Rel kereta api, yang melintas jalan darat, dinaikkan dengan membuat viaduk. Namanya Viaduct Gubeng. Viaduk ini melintas di atas jalan yang menjadi pertemuan jalan Kertajaya dan jalan Sulawesi.
Viaduk dibangun pada tahun 1926. Dengan demikian, pembangunan viaduk itu dapat mengatasi terjadinya kemacetan di jalan dan menghindari potensi kecelakaan.
Dalam pembangunan viaduk yang menjadi sarana umum, secara fungsi adalah untuk menghindari persilangan kereta api dengan kendaraan darat seperti mobil, sepeda dan sebagainya dan untuk memperlancar jalannya kereta api.
Tidak kalah pentingnya adalah estetika dalam design arsitektur bangunan agar serasi dengan penataan tata kota. Seorang arsitek terkenal HP Berlage asal Belanda pada 1923, yang berbicara di depan Dewan Kota di Surabaya ketika ada proyek pembangunan jembatan Gubeng, dia mengatakan bahwa pembangunan haruslah memikirkan estetika kota, di samping juga fungsi bangunan itu sendiri (Jembatan Gubeng).

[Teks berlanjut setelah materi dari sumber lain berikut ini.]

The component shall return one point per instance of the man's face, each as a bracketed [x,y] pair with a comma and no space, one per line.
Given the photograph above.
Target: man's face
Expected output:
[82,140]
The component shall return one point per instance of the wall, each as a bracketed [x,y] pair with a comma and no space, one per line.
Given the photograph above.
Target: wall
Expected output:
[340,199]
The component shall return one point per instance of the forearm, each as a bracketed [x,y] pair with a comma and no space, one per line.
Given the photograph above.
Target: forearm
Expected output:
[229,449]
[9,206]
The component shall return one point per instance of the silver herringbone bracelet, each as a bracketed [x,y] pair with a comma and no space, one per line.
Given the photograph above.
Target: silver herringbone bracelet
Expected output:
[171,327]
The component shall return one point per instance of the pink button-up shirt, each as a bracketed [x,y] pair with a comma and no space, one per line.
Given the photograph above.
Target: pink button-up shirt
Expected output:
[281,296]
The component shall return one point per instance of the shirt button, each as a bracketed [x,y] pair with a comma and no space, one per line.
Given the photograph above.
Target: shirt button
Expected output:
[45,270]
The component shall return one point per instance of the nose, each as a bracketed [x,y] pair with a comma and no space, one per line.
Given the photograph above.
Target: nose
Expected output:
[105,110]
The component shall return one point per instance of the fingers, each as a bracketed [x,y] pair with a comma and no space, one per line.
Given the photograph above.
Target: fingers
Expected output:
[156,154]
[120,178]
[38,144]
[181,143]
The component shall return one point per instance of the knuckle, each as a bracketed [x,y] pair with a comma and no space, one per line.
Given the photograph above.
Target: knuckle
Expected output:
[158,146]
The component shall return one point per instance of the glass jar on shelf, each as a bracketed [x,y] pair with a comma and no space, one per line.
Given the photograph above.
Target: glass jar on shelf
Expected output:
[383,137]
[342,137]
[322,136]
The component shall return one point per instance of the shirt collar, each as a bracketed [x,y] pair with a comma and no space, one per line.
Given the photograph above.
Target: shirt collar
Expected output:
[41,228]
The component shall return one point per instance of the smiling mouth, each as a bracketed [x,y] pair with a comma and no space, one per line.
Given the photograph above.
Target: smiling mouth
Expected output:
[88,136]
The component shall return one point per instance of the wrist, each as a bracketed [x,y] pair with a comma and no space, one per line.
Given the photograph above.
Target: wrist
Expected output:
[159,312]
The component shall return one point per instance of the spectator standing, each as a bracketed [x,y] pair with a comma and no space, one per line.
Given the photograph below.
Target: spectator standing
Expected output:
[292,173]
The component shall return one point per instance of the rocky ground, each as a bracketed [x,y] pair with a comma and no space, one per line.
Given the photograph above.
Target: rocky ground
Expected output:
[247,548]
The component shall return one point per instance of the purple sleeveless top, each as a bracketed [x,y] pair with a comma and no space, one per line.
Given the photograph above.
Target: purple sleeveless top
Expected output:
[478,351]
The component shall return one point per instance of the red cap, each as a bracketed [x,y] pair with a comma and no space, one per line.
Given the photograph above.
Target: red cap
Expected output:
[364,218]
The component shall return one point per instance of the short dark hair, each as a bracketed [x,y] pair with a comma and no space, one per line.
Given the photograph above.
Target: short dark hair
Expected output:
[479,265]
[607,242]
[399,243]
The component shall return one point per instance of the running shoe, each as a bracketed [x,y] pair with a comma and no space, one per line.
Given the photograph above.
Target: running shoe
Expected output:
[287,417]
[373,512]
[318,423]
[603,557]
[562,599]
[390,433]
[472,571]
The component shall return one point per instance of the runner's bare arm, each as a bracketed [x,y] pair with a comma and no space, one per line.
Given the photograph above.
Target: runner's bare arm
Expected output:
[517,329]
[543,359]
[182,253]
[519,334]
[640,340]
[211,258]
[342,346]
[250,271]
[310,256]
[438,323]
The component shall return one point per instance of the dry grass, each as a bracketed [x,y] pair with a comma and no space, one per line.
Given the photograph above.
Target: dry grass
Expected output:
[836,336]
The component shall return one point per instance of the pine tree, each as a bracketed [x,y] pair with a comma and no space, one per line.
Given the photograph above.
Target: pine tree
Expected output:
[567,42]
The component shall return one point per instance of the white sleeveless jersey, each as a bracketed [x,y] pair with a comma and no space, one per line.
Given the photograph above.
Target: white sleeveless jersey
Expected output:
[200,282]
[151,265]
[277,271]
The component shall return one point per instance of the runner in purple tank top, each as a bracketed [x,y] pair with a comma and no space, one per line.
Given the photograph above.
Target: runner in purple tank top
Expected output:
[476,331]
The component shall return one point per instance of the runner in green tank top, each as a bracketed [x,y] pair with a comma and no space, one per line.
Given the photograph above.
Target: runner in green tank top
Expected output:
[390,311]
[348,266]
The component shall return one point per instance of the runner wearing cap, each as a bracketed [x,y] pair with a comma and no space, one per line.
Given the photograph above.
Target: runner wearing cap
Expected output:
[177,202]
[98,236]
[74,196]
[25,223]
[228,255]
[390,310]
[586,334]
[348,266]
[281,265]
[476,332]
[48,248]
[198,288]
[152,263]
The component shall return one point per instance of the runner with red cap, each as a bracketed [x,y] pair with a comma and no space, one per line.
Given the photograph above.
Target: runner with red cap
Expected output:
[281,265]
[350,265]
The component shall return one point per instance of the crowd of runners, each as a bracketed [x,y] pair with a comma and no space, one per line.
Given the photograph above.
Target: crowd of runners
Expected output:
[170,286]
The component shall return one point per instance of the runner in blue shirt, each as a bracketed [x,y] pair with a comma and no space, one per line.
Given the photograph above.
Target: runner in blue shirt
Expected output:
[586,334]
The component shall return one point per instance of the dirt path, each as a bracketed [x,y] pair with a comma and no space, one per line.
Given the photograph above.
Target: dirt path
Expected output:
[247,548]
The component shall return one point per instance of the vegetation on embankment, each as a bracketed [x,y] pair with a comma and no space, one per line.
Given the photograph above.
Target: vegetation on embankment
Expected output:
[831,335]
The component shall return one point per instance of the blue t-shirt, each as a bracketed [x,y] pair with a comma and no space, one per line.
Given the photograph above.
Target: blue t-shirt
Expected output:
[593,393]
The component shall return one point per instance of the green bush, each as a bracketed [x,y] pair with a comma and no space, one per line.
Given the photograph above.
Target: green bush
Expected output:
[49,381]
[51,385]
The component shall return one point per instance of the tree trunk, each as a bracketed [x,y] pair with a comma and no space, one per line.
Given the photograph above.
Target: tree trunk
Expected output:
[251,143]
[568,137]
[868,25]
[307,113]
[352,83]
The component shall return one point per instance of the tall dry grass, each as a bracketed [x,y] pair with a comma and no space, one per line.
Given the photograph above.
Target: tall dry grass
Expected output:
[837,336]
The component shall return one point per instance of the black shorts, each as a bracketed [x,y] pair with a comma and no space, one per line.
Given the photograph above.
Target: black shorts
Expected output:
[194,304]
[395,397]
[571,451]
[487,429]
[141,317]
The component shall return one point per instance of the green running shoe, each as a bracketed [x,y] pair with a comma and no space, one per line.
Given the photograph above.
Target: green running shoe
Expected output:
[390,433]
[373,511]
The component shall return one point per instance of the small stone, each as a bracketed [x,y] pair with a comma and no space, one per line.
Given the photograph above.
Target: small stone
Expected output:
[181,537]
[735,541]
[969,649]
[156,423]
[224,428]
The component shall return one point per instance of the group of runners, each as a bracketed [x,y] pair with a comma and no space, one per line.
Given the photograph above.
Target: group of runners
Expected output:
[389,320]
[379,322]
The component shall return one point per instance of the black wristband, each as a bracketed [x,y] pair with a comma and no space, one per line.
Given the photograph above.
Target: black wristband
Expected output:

Karenanya design Viaduct Gubeng dibuat agar penumpang kereta bisa menikmati pemandangan di bawah (urban view) ketika kereta melewati viaduk. Pemandangan bawah yang dapat dilihat dari balik jendela kaca kereta adalah hiburan bagi penumpang.
Begitu pun sebaliknya, kereta yang sedang lewat di Viaduct Gubeng juga menjadi pemandangan eksotik bagi mereka yang ada di bawah. Dulu, anak-anak kecil bersama keluarga selalu menjadikan kereta lewat sebagai obyek wisata murah. Anak anak senang melambaikan tangan kepada para penumpang kereta.
“Da..da… .. Da.. da.. “, begitu sapaan anak anak kepada penumpang kereta.
Apakah aksi ini sudah hilang? Tidak. Aktivitasnya memang sudah berkurang. Tidak sesering seperti dulu lagi.
Untuk akses saling sapa antara penumpang dan warga di luar kereta, pagar viaduk dibuat rendah sehingga bagian dari roda kereta kelihatan. Minimal jendela kaca kereta tidak tertutup.
Ini semua demi akses keindahan. Keindahan adalah bagian dari estetika. Karenanya, dalam Perda 5/2005 Kota Surabaya tentang Cagar Budaya, bahwa estetika menjadi salah satu kriteria yang menjadi penetapan suatu bangunan cagar budaya.
Dalam pasal 28 ayat 1 diamanahkan bahwa pendirian bangunan baru pada lahan bangunan dan/atau lingkungan cagar budaya harus menyesuaikan situasi dan kondisi bangunan dan/atau lingkungan cagar budaya.
Selanjutnya, pendirian bangunan sebagaimana dimaksud pada ayat (1), harus serasi dengan lingkungan baik bentuk, ketinggian dan nilai arsitekturnya. (nanang purwono)
Begandring kueren, jangan kendor.
Kawal sampai tuntas, kriwikan nek dijarno iso dadi gerojokan.